Scholars such as Herman TeVelde, I. E. S. Edwards and Toby Wilkinson believe the inscription of the famous Annal stone of Fifth Dynasty, a black olivine-basalt slabstone displaying a very detailed king list, also argues against the division of the realm. On the stone, the kings are listed by their Horus name, their gold name, their cartouche name, and, finally, with the name of their royal mother. The lists also contain rectangular windows presenting year events from the day of the king's coronation to his death. The most famous fragments of the Annal stone are called the Palermo Stone and the Cairo Stone. On the Cairo stone, in line IV, the last nine years of king Nynetjer are preserved (but most of the year windows are illegible now). The Annal stone however, gives absolutely no indication of a division of the Egyptian realm. Barta, TeVelde, Wilkinson and Edwards argue that the theory of state division is untenable. A mere administrative reorganization of the bureaucracy or a split in the priesthood sects seems more likely.

Bell's theory of a famine or drought is refuted today by Egyptologists such as Stephan Seidlmayer, who corrected Bell's calculations. Seidlmayer has shown that the annual Nile flood was normal during Ninetjer's time up to the period of the Old Kingdom. Bell may have overlooked that the height of the Nile floods in the Palermo stone inscriptions only takes into account the measurements of the nilometers around Memphis, and not elsewhere along the river. Any long-lasting drought at that time can therefore be excluded.

Three officials from Sekhemib's reign are known to Egyptologists by seal impressions: Nebhotep, Inykhnum and Maapermin. However, Inykhnum might also have held office in later times, under kings such as Djoser and Sanakht.

==Tomb==
It is unknown where Sekhemib was buried. If he was actually the same person as Peribsen, he was buried in tomb P at Abydos. If not, his burial site may be located at Saqqara.

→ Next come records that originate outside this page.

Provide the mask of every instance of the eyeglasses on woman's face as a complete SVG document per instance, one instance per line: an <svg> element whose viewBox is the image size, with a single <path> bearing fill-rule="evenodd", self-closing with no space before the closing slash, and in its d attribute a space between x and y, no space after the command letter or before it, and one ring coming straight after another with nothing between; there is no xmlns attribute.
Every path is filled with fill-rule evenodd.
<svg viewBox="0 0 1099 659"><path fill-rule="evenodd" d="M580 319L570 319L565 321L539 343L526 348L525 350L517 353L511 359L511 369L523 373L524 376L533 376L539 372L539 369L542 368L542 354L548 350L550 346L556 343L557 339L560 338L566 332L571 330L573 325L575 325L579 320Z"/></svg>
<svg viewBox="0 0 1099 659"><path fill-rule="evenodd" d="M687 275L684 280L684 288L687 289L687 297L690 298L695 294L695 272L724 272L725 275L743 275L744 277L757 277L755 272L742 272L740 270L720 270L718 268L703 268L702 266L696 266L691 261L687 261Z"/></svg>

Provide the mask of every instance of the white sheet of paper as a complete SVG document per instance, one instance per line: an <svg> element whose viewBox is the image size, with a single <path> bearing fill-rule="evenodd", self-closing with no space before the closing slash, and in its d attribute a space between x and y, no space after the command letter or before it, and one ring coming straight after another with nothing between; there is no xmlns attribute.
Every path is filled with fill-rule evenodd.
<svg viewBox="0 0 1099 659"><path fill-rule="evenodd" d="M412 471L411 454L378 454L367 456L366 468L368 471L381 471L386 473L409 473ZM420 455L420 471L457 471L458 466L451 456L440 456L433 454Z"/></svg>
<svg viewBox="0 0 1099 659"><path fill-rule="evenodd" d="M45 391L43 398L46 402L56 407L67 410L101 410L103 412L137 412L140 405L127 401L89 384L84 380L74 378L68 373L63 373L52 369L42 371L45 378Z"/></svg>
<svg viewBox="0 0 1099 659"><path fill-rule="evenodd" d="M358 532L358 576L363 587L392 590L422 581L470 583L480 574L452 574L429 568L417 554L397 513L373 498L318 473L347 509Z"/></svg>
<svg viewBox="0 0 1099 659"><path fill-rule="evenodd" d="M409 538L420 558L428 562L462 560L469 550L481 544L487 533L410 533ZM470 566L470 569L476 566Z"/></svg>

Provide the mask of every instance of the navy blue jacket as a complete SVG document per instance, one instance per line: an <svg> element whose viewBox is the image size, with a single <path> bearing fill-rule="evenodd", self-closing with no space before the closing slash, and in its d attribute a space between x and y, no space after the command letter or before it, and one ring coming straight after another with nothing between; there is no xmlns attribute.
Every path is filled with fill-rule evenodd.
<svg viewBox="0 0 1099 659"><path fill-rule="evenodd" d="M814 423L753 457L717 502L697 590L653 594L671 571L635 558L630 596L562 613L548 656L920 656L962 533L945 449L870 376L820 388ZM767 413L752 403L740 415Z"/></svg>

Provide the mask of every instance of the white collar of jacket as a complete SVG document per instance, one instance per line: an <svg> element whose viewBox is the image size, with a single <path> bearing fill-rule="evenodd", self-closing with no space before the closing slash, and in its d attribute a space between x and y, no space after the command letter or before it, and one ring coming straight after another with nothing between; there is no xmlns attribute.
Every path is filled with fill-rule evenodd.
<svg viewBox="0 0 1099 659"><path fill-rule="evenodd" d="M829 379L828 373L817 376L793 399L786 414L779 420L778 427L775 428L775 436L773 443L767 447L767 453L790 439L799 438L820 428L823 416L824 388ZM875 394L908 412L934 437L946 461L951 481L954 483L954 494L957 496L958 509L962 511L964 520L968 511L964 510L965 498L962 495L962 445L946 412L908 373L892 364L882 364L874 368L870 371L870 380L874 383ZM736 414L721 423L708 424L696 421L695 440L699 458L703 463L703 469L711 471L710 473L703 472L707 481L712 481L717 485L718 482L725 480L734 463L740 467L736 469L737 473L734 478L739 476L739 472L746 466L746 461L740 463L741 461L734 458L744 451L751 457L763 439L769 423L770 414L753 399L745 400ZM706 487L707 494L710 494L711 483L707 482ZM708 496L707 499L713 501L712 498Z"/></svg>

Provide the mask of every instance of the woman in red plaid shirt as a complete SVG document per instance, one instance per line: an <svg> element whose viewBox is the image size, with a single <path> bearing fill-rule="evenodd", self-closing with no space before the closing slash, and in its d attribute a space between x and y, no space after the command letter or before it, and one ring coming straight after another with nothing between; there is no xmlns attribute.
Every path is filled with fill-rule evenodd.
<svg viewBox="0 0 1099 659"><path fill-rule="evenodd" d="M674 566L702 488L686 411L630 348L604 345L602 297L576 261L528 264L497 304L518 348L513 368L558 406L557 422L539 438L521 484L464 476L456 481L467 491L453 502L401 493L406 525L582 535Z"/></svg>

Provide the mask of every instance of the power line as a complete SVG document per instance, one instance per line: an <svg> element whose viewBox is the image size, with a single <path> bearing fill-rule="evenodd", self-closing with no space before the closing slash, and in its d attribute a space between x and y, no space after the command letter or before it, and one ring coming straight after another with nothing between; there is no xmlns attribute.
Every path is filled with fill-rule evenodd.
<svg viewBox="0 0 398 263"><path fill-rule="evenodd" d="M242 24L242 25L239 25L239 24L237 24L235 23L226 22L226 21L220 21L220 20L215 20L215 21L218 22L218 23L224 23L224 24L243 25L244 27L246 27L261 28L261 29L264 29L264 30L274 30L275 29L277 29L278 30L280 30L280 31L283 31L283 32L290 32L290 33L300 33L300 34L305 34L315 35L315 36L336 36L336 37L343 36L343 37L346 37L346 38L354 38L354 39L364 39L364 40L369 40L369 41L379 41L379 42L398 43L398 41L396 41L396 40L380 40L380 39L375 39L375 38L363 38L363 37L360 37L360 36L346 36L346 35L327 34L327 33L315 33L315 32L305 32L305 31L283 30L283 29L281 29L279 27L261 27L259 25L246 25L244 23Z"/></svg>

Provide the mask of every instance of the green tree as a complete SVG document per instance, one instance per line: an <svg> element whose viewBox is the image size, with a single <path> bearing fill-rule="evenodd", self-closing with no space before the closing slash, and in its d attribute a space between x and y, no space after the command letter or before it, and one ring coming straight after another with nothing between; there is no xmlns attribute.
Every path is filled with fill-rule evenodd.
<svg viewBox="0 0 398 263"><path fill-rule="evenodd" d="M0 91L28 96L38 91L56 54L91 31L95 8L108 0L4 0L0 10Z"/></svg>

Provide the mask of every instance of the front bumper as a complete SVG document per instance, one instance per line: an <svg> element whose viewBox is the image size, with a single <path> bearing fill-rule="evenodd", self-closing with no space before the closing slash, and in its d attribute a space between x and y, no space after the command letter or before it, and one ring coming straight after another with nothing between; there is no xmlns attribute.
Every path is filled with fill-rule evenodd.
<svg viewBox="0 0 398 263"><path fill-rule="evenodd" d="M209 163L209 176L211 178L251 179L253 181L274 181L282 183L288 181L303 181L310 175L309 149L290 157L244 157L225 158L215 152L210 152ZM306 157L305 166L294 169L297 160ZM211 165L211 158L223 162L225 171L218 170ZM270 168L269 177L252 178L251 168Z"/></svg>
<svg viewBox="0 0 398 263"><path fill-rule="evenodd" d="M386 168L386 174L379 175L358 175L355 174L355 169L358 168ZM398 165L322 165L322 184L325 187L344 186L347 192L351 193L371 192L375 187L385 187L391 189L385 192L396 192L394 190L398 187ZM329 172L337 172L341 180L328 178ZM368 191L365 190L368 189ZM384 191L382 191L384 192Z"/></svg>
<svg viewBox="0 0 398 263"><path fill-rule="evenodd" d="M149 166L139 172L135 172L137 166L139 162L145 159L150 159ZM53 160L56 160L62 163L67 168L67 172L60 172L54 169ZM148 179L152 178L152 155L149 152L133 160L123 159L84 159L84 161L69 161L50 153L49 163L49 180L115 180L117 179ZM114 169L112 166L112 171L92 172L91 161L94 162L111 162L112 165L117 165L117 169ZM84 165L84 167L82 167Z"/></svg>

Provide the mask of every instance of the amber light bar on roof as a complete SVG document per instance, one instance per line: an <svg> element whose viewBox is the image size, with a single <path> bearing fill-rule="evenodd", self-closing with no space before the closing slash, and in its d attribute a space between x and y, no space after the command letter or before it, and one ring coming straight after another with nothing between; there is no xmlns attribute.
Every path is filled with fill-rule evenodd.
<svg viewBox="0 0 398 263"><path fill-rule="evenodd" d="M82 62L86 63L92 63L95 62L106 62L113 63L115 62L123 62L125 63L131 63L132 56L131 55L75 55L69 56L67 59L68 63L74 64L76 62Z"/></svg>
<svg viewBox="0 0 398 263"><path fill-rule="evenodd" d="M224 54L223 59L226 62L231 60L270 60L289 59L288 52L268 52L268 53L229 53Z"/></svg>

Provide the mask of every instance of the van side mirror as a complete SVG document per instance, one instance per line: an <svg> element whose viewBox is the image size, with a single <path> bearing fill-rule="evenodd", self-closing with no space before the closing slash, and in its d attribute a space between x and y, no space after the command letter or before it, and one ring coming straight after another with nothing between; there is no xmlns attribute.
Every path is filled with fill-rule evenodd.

While Sekhemib's tomb hasn't been positively identified, seal impressions and inscriptions on vessels, bowls and vases with his name were found, along with other objects from 1st and 2nd dynasty pharaohs in the shafts VI–XI of the Step Pyramid of Djoser. It is now thought that Djoser once restored the original tombs of the ancestors, and then sealed the grave goods in the galleries in an attempt to save them. This may indicate that Sekhemib's tomb had already been looted in antiquity, but this hypothesis is unproven.